I
Na caminhada pela vida afora,
Nos comportamos como pobres loucos:
Momentos de prazer foram tão poucos
Que a lei da menor dor inda vigora.
É que, ao fazer ao bem ouvidos moucos,
O homem não percebe que demora
O dia quando os males vão embora,
Conquanto os sons das vozes sejam roucos.

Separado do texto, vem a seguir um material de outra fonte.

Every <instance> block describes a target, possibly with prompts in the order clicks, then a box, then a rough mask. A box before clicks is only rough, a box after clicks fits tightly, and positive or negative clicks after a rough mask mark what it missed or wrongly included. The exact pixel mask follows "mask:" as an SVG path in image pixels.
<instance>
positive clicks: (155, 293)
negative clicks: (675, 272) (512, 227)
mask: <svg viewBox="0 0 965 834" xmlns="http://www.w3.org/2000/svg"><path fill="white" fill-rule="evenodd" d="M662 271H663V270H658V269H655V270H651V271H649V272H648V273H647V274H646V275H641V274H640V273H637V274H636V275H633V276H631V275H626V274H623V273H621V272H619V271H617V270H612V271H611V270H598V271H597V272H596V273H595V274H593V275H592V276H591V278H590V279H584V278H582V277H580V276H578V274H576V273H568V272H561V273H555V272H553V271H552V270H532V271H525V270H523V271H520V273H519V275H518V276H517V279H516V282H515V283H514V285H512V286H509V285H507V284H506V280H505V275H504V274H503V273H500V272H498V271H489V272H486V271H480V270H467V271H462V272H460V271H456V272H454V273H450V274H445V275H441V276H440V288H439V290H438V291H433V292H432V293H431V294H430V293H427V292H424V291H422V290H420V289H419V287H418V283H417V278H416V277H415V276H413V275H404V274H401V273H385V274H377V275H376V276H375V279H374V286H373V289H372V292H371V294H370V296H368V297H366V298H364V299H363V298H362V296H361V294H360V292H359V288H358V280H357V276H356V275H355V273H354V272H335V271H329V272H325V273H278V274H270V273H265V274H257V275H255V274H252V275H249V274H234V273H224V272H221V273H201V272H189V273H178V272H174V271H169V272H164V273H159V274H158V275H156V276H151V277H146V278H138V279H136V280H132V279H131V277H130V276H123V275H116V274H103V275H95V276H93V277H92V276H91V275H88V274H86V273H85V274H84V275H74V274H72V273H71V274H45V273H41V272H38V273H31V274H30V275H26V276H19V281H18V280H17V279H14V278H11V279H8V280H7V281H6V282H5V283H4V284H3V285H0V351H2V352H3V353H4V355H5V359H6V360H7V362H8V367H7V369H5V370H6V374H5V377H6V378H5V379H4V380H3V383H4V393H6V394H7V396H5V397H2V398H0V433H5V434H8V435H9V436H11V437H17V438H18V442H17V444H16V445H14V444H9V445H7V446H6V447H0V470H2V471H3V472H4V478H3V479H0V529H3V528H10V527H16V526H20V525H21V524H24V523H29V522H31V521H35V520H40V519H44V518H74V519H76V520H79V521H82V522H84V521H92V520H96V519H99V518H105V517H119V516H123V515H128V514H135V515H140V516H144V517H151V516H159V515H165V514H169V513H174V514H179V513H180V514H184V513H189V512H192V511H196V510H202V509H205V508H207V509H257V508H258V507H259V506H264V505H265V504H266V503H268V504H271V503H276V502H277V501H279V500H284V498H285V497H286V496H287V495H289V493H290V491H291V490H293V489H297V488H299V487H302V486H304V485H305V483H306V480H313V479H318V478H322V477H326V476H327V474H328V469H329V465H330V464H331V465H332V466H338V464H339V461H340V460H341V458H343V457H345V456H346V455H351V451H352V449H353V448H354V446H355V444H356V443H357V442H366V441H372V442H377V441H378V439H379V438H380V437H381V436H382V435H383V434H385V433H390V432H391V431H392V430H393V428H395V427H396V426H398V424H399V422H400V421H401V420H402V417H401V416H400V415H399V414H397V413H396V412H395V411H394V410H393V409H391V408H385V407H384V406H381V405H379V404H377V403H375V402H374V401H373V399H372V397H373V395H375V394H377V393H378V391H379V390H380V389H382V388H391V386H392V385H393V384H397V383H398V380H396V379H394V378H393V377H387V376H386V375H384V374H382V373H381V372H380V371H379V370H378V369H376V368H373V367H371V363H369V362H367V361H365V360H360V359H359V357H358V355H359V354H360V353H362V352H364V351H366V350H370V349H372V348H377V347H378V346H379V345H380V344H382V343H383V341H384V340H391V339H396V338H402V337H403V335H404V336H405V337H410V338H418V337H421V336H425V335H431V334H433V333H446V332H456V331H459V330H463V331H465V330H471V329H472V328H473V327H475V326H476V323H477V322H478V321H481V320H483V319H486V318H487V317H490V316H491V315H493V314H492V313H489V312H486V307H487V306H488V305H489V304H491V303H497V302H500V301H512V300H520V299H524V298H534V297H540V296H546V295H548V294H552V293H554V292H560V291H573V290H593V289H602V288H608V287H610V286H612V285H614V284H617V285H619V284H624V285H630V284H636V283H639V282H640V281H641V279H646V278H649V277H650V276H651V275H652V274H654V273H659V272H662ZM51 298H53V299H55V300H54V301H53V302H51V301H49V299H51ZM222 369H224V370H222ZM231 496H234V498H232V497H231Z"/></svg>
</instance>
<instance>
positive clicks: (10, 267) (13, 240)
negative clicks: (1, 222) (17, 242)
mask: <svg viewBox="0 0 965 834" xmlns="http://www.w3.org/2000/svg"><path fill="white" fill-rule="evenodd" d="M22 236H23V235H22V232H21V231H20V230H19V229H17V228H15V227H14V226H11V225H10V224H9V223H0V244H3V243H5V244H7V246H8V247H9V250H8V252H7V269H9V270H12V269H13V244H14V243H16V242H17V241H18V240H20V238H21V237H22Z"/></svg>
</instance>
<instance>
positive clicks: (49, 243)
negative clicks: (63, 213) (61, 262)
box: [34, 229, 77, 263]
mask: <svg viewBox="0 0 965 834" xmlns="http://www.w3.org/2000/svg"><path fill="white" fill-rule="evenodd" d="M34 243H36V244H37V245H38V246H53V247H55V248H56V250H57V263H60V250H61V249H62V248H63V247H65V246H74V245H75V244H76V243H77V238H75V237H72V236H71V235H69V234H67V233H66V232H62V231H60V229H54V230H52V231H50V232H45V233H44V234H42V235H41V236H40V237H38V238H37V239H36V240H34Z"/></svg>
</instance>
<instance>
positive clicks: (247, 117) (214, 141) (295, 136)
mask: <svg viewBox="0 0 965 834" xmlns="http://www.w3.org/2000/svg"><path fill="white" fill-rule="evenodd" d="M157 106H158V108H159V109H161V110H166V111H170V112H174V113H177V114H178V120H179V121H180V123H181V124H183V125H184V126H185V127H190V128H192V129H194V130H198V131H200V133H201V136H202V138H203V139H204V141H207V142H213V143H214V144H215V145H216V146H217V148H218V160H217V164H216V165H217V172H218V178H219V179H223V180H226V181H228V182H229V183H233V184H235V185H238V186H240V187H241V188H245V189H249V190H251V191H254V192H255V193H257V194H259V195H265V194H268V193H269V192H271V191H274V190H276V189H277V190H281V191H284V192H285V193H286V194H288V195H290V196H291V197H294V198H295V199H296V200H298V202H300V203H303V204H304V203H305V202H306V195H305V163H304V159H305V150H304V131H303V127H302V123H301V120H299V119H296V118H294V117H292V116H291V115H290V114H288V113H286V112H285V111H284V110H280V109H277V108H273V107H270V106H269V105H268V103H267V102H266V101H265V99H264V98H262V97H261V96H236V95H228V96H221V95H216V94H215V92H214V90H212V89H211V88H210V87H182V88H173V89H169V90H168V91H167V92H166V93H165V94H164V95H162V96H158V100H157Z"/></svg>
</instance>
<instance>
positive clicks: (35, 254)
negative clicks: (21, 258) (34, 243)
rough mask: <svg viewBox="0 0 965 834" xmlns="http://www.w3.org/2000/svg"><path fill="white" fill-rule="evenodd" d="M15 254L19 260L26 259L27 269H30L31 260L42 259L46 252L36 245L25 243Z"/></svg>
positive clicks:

Assim, quedar no etéreo sem trabalho
É pôr um pedregulho em cada pé,
Tornando o sofrimento em espantalho.
Por isso é que fugimos da ralé
Que quer nos embrulhar num agasalho
Que põe de lado o amor e a boa-fé.
II
As armas que empregamos nesta luta
Nos são oferecidas pela Terra.
Por isso, quando o metro o médium erra,
A rima fica estanque, irresoluta.
Mas quando um bom soneto a turma encerra
E vê que o povo todo a lei escuta,
O médium sabe bem que a força bruta
Esteve muito longe desta guerra.
Contextos não nos faltam p ra aplicar
O ensino que nos dão os caros mestres,
Que o barco o que mais deve é ir ao mar.
Na ânsia de encontrar outros terrestres,
É bom que se navegue devagar,
Com medo de que tu nos defenestres.
III
P ra transbordar o copo, uma só gota.;
Para entornar o caldo, uma expressão.;
P ra conhecer gigante, um só dedão.;
P ra desprezar rasgado, uma alma rota.
P ra transbordar de amor, um coração
Que saiba apreciar uma garota,
Embora tenha medo que, marota,
O faça alimentar-se em sua mão.
Assim é que esta rima se soletra,
Enquanto o nosso metro bem saltita.
Em baile em que almo amor dá de “penetra”.
Inteligência agora regurgita,
Que o parto da poesia só obstetra
Envolto de emoção extrai, catita.
IV
A levedura da cerveja cresce,
Processo químico, fermentação.;
O nosso verso, sem calor, carece
Do aquecimento do seu coração.
Procure dar-lhe a última demão,
Que a nossa veia rítmica perece,
Como sufoca a mente deste irmão,
Por não sentir, no etéreo, o som de prece.
Arrevesado, o verso não dá chance
A que o encarnado cumpra o seu dever.
Assim, há que esperar que não avance,
Embora pague o mundo para ver
Qual vai ser, na rima, o melhor lance,
Que tenha sobre a dor força e poder.